Monday, March 18, 2013

Chinese made easy(er)

Here’s my latest piece for BBC Future. Hmm, will Blogger permit Chinese characters? We’ll see. If you want to find out more about this interesting learning system, there’s some stuff here, but apparently more on the way as the authors figure out how to develop this tool.


There’s no way round it: learning Chinese is tough. As far as reading goes, what most dismays native speakers of alphabetic languages is that Chinese characters offer so few clues. With virtually no Spanish, I can figure out in the right context that baño means bath, but that word in Chinese (洗澡) seems to offer no clues about pronunciation, let alone meaning.

There seems no alternative, then, but to slavishly learn the 3,500 or so characters that account for at least 99% of usage frequency in written Chinese. This is hard even for native Chinese speakers, usually demanding endless rote copying in school. And even then, it is far more common than is often admitted for Chinese people to forget even quite routine characters, such as 钥匙 (key).

Is there a better way? Jinshan Wu of Beijing Normal University, a specialist in the new mathematical science of network theory, and colleagues have investigated the relationships between these 3,500 most used characters to develop a strategy that makes optimal use of the connections to assist learning and memorization.

Chinese characters aren’t really as arbitrary and bewilderingly diverse as they seem at first encounter. For one thing, they are made up of a fairly limited number of sub-characters or radicals, which themselves are composed of a set of standard marks or ‘strokes’. What’s more, the radicals often contain clues about meaning or pronunciation, or both. In the Chinese for bath, for example (pronounced xizao in the pinyin Romanization system), both characters start with the same radical, which denotes ‘water’, and the righthand half of both indicates the pronunciation. There are general rules (called liu shu, 六书) for building characters from radicals.

These connections can be exploited in learning. Once you know that wood is 木 (mu), it’s not so hard to remember that forest is 林 (lin) – or even more pictorially, 森林 (senlin). Assisted by the liu shu rules, Wu and colleagues mapped out the structural relationships between all 3,500 of the common characters, to form a network with over 7,000 links. This shows that the roughly 224 radicals are combined in just 1,000 or so characters that form the basis of all the others.
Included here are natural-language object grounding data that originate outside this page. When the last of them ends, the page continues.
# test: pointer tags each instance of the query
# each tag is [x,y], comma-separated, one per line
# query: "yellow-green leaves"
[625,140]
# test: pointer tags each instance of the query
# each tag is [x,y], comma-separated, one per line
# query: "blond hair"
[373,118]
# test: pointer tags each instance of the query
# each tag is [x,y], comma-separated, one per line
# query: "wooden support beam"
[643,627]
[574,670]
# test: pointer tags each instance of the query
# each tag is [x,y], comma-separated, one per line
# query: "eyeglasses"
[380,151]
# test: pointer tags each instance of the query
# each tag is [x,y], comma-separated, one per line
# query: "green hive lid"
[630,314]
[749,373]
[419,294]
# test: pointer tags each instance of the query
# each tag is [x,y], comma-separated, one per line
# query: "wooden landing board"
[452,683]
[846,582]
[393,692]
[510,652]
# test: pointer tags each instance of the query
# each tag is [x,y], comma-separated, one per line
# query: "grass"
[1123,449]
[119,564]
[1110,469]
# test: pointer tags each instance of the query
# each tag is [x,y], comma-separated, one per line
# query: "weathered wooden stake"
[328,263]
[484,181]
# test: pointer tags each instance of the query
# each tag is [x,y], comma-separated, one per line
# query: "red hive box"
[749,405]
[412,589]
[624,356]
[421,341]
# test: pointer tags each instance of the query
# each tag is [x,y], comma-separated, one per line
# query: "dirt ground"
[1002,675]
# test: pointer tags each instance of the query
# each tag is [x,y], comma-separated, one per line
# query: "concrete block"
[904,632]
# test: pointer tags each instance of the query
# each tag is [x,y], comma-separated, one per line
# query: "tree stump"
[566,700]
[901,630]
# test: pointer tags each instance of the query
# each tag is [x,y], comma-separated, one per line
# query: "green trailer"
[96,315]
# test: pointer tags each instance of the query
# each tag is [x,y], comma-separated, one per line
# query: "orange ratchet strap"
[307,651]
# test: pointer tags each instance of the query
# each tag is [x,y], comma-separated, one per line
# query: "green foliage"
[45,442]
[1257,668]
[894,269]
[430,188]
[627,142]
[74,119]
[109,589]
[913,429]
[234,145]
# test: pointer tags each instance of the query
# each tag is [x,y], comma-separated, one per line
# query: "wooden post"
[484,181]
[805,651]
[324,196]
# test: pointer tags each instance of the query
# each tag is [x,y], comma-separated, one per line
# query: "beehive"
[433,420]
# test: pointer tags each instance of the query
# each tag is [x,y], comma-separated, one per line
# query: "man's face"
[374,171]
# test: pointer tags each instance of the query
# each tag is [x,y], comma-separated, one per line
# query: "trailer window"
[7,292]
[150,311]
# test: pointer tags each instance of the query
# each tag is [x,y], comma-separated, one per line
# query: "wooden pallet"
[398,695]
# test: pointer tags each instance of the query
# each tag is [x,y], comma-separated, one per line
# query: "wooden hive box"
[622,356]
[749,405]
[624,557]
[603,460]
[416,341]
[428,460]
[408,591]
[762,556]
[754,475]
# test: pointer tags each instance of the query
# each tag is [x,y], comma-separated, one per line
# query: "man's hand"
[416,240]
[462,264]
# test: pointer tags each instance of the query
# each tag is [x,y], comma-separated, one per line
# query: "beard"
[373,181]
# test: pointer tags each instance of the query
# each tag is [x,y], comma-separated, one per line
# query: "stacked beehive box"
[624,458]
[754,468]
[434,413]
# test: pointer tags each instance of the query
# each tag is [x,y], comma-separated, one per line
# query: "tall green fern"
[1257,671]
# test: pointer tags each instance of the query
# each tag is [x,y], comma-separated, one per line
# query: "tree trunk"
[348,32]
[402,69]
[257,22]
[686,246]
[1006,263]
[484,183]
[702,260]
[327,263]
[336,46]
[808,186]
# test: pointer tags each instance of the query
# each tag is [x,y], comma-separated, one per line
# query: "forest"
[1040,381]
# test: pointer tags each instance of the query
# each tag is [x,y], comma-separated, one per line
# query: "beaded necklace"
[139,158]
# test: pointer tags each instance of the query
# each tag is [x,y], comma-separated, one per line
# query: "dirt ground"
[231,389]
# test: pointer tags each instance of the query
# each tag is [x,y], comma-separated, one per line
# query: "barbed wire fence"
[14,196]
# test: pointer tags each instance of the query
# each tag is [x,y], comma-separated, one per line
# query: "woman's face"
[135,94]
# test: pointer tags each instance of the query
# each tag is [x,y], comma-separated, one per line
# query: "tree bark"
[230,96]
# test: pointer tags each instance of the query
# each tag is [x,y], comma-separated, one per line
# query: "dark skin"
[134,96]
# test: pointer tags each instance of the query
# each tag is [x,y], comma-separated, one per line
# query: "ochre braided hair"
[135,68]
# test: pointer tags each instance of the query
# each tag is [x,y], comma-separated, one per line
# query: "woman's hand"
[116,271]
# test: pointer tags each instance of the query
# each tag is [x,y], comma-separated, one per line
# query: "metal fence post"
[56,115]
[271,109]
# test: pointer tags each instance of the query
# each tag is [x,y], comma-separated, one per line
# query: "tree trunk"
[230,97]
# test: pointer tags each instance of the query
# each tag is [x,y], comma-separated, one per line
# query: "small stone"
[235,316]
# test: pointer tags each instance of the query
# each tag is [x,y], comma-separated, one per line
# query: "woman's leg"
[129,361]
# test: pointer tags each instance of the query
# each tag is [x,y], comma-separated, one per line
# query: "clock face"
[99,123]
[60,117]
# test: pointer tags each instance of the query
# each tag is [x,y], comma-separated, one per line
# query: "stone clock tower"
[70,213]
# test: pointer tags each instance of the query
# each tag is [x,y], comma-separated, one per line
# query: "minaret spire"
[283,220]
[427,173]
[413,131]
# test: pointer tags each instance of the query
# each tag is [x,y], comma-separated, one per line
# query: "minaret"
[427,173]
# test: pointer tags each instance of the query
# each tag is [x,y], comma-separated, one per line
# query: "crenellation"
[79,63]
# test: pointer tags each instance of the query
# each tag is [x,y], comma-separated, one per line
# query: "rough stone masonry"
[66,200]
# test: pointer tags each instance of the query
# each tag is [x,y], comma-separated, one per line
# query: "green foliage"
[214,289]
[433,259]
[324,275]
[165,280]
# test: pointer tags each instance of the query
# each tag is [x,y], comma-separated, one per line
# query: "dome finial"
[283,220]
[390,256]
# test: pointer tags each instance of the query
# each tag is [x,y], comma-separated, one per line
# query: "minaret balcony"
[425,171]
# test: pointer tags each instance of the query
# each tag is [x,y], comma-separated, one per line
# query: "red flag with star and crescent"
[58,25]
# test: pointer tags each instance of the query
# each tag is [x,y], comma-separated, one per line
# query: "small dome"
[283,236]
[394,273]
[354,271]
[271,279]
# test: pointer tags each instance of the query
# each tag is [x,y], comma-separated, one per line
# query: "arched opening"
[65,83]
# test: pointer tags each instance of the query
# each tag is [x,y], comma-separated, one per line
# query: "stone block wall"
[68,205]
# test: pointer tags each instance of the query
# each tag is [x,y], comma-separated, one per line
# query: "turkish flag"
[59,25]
This network is hierarchical, meaning that it is somewhat like a tree, with a few central nodes (trunks) branching into many branch tips. That’s very different from a web-like network such as a grid or street map, in which there are often many different ways to get to any particular node. The researchers figured that it could be most efficient to start learning at the lower levels of the hierarchy – the trunks, as it were – and to progress gradually out towards the branch tips.

But would that necessarily be better than a strategy which focuses on the most frequently used words first? How, indeed, can one assess the relative learning cost of different strategies? There’s no unique way to do this, but Wu and colleagues developed a logical, intuitive method of enumerating costs. They figured that it is easier to learn a multi-part character if all the components had been learnt previously. To take a simple case, it’s easier to learn 明 (ming: bright) if you have already learnt 日 (ri: sun, day) and 月 (yue: month, moon). The researchers assigned cost values to each ‘new learning’ task.

The ‘cheapest’ way to learn all the characters in the network is then to start with the ‘trunk’ characters that have the highest number of branches, and work up through the layers. But that could leave you knowing a lot of words you rarely need to use. If, on the other hand, you simply learn characters in order of use frequency (as some learning methods do), you fail to take advantage of the network connections that can aid recognition.

The idea approach is a compromise between the two. Wu and colleagues therefore adjust the relationship network by giving a certain weighting or priority to each character depending on its use frequency. Then the learning path spreads gradually through the network while picking up most of the common characters first. It’s rather like planning a shopping trip by seeking a short total path between shops while also contriving to pick up the heaviest items last.

The researchers compared the learning cost of their strategy with that for the most widely used textbook in Chinese primary schools (covering 2,475 characters) and a popular textbook for learning Chinese as a second language. For a given cost, their new strategy picked up both considerably more characters in total and a significantly greater total use frequency than the two alternatives.

What’s more, the researchers say that their approach would allow each student’s learning strategy to be tailored to his or her individual strengths – for example, to suit those who have already learnt some characters. This just isn’t possible with traditional approaches.

Of course, the ultimate test is whether students do actually learn faster. This remains to be seen. But with a debate already raging in China over whether current teaching methods are the most suitable, this new proposal shows that there may be rational ways to pursue the question.

X. Yan, Y. Fan, Z. Di, S. Havlin & J. Wu, preprint.

1 comment:

JimmyGiro said...

So when's the book coming out:

"Eats, shoots, and builds a road net-work."